Chairman: HENRY MILLER, Commissioner, Maryland Department

of Labor and Industry

(In the absence of Mr. Miller, Deputy Commissioner William R. Welsh acted as

chairman of the panel)

Deputy Commissioner WELSH. In 1965, over $140,000 was collected in unpaid wages in Connecticut; in a biannual period in California, $7,700,000. What happens to these people? Do they go out and hold up a liquor store or do they go on welfare? And we are speaking of the poverty level. I think that the economy of the State is affected by this. I do not know how many States represented here have that law; we do not have it in Maryland. I will speak to those who are not covered by such a law. The biggest employer in Maryland opposed the law that is now in effect-Bethlehem Steel. This is a natural, normal reaction. It pays its employees monthly. So you people who do not have such a law, do not ever make the mistake of passing a piece of legislation that will not meet the requirements of your biggest employer.

President CATHERWOOD. I am glad to have your introductory remarks here. I wonder if we might not ask Minister Reierson to say a word on the subject from the Canadian standpoint and then ask Dan Daly to say a few words from the States' standpoint.

RAYMOND REIERSON, Minister, Alberta Department of Labour Rather than go into detail on the status that we have in the Canadian Provinces for collection of wage claims, I would like to indicate briefly that every Province has a series of protective laws. In the Province of Alberta, the method of collecting any unpaid wages, where they are held back, would be that the Department of Labour is able to file a claim on behalf of the employee. Where there is unpaid overtime, or failure to pay minimum wage or for wage claims, action can be taken in the magistrate court. The magistrate can direct the assessment, the amount of money that shall be paid to the aggrieved worker.

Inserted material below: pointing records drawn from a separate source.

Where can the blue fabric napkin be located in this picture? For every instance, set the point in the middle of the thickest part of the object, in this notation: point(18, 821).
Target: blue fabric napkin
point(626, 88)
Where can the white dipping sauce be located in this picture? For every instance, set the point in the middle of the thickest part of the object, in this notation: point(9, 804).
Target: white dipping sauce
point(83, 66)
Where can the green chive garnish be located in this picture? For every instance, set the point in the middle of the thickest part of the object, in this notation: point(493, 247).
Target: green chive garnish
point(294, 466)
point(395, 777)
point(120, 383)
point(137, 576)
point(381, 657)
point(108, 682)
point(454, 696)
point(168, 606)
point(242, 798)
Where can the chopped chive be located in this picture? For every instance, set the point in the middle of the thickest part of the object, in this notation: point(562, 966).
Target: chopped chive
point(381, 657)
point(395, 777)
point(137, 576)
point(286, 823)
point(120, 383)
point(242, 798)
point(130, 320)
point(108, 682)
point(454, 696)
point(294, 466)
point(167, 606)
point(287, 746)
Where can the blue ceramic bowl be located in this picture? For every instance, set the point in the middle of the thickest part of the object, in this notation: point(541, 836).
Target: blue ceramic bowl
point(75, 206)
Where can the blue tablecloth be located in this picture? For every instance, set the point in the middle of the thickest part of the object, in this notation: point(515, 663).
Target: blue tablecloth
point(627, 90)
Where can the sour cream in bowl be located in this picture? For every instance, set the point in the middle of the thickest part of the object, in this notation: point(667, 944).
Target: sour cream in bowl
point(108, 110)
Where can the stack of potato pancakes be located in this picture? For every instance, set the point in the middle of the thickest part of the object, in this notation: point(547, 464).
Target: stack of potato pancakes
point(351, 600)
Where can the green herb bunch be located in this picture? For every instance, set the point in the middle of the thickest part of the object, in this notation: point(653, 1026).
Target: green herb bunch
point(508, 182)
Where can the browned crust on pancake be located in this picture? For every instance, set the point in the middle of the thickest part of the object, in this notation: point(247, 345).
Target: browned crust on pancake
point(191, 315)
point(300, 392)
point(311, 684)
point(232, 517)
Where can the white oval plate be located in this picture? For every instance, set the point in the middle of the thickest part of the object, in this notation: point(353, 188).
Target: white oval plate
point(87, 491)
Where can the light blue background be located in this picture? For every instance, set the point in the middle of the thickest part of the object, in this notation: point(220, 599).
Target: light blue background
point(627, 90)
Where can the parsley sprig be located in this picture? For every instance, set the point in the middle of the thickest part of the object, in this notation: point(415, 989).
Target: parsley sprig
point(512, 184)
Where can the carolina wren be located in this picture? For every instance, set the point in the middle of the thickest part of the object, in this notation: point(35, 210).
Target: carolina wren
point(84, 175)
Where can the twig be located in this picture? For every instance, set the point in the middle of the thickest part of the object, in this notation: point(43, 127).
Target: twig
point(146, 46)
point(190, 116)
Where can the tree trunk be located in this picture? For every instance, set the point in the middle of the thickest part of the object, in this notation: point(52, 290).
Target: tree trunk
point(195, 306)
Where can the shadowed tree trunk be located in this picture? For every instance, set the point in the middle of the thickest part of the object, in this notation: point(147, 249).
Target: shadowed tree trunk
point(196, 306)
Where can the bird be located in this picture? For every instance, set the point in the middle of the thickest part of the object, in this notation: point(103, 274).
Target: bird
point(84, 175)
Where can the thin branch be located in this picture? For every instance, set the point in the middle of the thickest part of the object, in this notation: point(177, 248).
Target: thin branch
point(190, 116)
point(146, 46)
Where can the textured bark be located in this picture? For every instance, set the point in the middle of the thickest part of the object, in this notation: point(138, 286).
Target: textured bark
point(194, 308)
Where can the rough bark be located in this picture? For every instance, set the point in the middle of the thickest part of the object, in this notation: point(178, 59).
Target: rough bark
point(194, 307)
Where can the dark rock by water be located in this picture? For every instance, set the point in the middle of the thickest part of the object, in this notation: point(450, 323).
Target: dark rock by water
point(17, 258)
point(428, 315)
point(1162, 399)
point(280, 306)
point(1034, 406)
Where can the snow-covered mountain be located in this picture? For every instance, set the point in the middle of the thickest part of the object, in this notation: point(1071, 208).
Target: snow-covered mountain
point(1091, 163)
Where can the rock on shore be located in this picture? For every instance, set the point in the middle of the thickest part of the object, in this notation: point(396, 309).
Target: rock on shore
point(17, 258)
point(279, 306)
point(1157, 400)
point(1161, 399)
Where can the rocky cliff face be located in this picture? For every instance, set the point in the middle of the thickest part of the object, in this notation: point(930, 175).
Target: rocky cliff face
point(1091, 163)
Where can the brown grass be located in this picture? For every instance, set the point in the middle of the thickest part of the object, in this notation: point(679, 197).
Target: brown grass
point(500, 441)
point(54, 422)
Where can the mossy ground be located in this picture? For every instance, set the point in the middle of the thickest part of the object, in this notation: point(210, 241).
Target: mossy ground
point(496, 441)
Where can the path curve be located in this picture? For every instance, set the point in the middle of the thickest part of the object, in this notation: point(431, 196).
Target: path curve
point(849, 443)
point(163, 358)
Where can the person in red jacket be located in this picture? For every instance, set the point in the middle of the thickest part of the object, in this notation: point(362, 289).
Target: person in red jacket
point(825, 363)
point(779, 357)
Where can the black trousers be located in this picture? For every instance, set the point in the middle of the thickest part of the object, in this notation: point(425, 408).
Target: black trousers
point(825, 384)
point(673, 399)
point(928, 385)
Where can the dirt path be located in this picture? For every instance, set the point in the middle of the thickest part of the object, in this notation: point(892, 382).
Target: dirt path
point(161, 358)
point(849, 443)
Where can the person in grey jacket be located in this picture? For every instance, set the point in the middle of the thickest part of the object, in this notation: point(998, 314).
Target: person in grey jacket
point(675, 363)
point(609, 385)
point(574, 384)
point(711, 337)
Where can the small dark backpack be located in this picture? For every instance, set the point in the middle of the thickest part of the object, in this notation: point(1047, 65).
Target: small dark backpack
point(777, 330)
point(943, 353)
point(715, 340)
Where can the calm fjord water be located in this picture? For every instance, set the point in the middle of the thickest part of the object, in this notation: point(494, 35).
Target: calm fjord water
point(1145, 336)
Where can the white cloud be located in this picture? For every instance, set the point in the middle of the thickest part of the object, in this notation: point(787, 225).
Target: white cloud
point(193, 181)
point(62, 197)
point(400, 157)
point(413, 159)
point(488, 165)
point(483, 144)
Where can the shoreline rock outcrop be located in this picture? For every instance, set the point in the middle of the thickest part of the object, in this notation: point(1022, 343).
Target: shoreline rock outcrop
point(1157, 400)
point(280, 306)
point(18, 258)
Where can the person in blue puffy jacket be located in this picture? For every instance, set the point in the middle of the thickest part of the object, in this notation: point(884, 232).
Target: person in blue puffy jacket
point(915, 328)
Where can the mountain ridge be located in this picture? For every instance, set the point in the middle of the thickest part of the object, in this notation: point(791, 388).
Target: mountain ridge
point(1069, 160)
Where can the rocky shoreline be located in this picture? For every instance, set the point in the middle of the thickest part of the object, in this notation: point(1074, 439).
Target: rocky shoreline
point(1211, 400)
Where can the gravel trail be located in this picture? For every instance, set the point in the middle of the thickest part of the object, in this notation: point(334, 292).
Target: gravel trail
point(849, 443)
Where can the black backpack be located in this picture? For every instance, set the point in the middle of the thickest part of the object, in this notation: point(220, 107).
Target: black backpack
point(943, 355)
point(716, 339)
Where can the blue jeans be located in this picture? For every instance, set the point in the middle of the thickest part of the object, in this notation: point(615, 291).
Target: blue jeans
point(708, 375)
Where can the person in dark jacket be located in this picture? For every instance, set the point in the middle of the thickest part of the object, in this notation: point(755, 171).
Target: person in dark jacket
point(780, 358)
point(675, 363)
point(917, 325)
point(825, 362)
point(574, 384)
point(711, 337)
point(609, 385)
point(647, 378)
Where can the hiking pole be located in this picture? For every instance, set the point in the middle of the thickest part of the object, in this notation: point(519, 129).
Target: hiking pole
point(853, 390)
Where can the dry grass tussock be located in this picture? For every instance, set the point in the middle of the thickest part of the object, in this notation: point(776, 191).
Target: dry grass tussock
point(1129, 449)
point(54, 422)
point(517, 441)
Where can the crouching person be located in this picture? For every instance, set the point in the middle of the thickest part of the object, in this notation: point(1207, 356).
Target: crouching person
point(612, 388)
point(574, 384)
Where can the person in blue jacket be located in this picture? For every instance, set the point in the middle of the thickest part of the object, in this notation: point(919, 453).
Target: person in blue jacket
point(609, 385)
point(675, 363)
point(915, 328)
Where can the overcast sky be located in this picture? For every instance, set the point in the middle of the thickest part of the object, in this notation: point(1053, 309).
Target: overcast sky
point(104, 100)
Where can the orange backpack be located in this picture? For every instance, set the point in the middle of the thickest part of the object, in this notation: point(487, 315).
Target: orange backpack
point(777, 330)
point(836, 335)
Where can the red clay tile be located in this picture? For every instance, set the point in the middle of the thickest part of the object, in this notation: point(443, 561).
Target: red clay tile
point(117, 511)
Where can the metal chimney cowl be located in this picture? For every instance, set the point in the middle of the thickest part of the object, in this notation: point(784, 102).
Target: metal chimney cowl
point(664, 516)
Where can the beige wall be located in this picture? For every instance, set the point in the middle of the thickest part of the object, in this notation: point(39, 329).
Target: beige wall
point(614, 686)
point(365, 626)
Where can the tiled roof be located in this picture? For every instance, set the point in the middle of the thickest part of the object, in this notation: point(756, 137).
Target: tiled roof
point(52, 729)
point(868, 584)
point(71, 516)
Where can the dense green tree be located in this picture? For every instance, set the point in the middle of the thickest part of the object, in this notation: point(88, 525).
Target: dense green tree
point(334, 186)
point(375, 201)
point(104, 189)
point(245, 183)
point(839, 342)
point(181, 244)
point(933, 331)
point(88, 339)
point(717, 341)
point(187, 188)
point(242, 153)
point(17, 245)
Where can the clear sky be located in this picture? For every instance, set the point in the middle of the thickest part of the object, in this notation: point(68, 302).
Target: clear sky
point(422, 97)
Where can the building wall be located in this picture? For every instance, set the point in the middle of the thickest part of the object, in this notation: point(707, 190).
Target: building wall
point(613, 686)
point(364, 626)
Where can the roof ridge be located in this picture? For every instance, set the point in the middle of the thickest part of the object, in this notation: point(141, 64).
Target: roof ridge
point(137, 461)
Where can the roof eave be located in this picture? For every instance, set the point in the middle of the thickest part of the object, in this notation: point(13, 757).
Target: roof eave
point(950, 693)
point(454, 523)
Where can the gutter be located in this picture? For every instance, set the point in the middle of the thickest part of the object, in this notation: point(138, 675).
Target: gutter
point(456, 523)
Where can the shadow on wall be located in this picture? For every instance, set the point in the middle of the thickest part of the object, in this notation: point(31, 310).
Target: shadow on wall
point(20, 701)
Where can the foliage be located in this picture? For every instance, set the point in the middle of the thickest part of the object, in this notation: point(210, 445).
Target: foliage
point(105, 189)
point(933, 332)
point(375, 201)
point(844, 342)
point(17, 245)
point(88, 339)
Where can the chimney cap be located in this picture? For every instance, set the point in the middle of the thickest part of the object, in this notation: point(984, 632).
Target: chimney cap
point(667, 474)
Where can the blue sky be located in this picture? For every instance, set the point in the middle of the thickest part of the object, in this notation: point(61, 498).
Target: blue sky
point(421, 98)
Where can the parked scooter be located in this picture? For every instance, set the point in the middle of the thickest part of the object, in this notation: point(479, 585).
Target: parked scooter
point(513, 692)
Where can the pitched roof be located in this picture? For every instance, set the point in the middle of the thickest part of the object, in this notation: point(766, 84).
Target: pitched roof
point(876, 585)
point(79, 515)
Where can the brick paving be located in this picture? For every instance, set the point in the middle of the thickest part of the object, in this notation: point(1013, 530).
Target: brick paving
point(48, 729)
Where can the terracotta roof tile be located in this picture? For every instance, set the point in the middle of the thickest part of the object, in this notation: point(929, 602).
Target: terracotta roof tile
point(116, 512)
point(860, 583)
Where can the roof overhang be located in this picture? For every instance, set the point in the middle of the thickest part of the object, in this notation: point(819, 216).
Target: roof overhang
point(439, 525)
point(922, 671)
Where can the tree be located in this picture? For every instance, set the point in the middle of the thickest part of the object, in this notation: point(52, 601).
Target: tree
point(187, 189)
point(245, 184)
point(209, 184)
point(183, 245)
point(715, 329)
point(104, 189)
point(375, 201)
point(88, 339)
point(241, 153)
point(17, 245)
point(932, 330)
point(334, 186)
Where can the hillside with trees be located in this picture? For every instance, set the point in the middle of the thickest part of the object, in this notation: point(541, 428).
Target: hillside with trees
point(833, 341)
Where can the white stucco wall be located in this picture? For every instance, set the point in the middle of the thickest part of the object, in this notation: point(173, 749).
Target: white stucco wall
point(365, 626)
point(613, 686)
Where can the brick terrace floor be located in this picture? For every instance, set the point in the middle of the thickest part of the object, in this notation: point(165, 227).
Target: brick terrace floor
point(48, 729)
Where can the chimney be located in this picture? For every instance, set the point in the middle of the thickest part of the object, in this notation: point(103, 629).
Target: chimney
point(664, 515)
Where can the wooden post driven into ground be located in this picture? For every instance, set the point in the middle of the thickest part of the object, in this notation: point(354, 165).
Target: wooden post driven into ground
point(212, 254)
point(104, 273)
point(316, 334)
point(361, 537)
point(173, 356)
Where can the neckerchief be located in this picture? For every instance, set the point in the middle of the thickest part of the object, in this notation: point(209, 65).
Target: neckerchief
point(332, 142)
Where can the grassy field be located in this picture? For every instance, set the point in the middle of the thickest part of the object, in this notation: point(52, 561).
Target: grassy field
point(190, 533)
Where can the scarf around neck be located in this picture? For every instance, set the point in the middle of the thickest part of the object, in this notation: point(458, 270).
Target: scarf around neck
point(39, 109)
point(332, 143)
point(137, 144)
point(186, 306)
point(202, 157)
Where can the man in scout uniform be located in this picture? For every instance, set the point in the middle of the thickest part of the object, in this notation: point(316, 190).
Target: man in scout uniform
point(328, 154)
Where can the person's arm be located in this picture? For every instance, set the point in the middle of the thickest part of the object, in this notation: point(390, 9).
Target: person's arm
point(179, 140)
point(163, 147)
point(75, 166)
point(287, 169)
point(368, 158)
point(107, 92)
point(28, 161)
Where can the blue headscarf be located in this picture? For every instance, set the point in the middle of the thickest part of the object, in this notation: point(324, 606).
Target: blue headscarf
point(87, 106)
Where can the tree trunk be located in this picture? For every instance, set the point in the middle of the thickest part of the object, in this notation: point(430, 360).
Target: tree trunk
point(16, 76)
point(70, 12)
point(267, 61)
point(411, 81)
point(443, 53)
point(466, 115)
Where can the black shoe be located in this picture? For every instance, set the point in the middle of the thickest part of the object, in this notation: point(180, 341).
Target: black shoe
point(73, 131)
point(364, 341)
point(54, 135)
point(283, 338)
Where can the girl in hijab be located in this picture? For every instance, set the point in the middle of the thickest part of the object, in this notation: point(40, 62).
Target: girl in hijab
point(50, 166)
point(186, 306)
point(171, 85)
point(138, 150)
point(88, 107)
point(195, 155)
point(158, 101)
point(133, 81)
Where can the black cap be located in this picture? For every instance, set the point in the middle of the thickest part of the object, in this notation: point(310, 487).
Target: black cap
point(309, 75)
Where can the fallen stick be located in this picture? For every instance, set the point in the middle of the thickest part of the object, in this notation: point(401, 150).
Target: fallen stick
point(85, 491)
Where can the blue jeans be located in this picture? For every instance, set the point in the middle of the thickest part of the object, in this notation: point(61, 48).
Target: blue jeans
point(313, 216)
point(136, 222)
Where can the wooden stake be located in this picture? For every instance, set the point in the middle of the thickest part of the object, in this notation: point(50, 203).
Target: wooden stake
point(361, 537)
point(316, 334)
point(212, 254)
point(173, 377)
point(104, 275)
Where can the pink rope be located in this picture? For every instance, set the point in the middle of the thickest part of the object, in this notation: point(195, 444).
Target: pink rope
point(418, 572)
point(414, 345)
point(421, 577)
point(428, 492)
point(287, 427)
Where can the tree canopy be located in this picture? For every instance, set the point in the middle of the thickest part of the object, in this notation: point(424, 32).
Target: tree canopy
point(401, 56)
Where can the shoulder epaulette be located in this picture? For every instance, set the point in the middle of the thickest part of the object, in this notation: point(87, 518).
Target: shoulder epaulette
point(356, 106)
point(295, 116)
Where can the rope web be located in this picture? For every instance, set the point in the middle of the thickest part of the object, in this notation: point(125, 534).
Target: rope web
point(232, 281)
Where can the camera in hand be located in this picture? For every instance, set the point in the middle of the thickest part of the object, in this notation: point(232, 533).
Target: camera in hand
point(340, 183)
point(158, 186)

But this still does not cover the situation where there is no money; where the firm is bankrupt; where it is a single, private employer who has no money; where he is levied a fine or a jail sentence. We still have individuals who walk away without receiving their wages. But they are becoming fewer and fewer. Our labour movement indicates, of course, that there should be such things as bonding for wage claims and that there should be sums of money deposited with depositories to guarantee wages. We have that as far as the mining and the lumbering industries are concerned. But again this would be a very big limitation on small businessmen getting into business in the first instance.

I do not believe there is any answer, other than that today workmen are becoming more and more alert as to whether there is security for their wages. When they fail to be paid at the end of the week, on a weekly basis, they are immediately suspicious, and before the next week goes by, they have been in touch with the Department of Labour. So the amounts are consistently getting smaller. Although from time to time, timberworkers will continue to work where they build up hundreds of dollars. There is really no answer for that.

I think anything that we can do to see that wages are paid promptly, that there is security for wage claims perhaps penalties should be more and more severe for failure to pay a workingman his just wages—is the means of maintaining a higher standard. This may be generalizing. Speaking of mechanics' liens ability to file caveat against employers, property, and so on—I think would become much more detailed. I would like to see a matter of dialogue of questioning and cross-questioning. I know the statutes that we have in Canada. Mere debate whether they are the same or different from the ones you have, I do not believe is of any importance. I believe discussion on this very, very important subject can be a far more fruitful way of meeting the situation than the actual statutes that may be developed for the employee's protection.